September 25th, 2013 (F1plus/G. Keilloh).- To borrow from The Hitchhiker's Guide to the Galaxy, it is an important and popular fact that things are not always what they seem.

And so it may apply to Mark Webber. The common narrative among those watching on is it that one of these days he'll reveal a t-shirt under his workwear, in the style of Mario Balotelli, reading 'why always me?' The perception of many is that it is indeed always Webber; that he has something close to a monopoly on Red Bull technical bad luck. Some go so far as to mutter conspiratorial suggestions about it all. That it was his engine, not stable mate Sebastian Vettel's, that went pop in Sunday's Singapore race was just the latest lot of grist to this particular mill.

But is it as it seems, or is it that the common perception doesn't chime with fact? There is at least potential for the latter being so, as after all Vettel is usually the more successful of the two, and it's life that the worse your outcomes are the more that setbacks and supposed 'ill-luck' will be dwelt upon. And it manifests itself in F1 especially, including that in motor sport the leader, uniquely, is in the privileged position of managing problems, to drive well within the car's limits, and still get the same result (and let's face it, Seb leads much more often than Mark does).

And, at the broadest level, the numbers don't really bear 'it's always Mark' out. In Austin last year Webber retired with alternator trouble, but that was his first mechanical retirement in 59 races, or in other words for upwards of three years. Brake failure at the 2009 Singapore Grand Prix was the previous time that technical gremlins stopped Webber early. And, for what it's worth, Vettel had to down tools ahead of time with mechanical failures in five separate races in that time. One suspects had it been the other way around that comparison would have been reported more forcibly.

Since then there's been little difference too. Last Sunday's stoppage only made it 2-1 to Webber over Vettel on mechanical retirements this season, and Webber only noses ahead thanks to a wheel not being attached properly in a pit stop in China. Something which can be filed under freak.

A-ha, some will say, this does not take into account technical problems that impede Webber without stopping him (and Webber has in the past for example seemed to have problems with KERS rather frequently). This is true, but equally it's not as if Seb never gets them. He of course had a gear selection problem in Monza which required him to short shift, while in Singapore he complained of a vibration which the team reckons could have lost him victory had any rival been in the same stratosphere on pace.

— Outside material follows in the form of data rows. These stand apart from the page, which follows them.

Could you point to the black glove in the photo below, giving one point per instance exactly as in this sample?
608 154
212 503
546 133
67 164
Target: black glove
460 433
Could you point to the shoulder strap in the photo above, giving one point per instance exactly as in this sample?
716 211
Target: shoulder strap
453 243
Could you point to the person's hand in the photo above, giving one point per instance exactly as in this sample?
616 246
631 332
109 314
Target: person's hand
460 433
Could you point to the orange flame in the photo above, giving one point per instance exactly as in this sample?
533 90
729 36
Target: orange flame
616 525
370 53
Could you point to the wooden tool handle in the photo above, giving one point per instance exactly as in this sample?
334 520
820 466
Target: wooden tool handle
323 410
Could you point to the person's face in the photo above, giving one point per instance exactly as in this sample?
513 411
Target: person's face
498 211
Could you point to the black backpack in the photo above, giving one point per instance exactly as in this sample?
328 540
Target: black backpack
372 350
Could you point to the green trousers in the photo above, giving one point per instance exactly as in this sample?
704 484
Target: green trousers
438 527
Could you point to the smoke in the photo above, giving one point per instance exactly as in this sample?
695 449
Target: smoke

And there are more examples in this campaign: in Australia's FP1 Vettel stopped with an electrical problem; in China he didn't set a time in Q3 due to a brake issue; in Germany his KERS failed in the race, as well as he couldn't use it at its highest level on Hungary's race day. While, lest we forget, in Abu Dhabi towards the end of last season he missed almost all of FP3 with a brake problem and then was shunted to the back of the grid after something caused him to not make it back to the pits at the end of qualifying as well as not to have enough fuel for the obligatory sample. There are plenty of other instances from history too.

I'd really love one of these days for someone to do a proper analysis of the extent, if at all, that Webber indeed does get more of these problems than Vettel. It wouldn't surprise me if the difference isn't nearly as stark as is often assumed.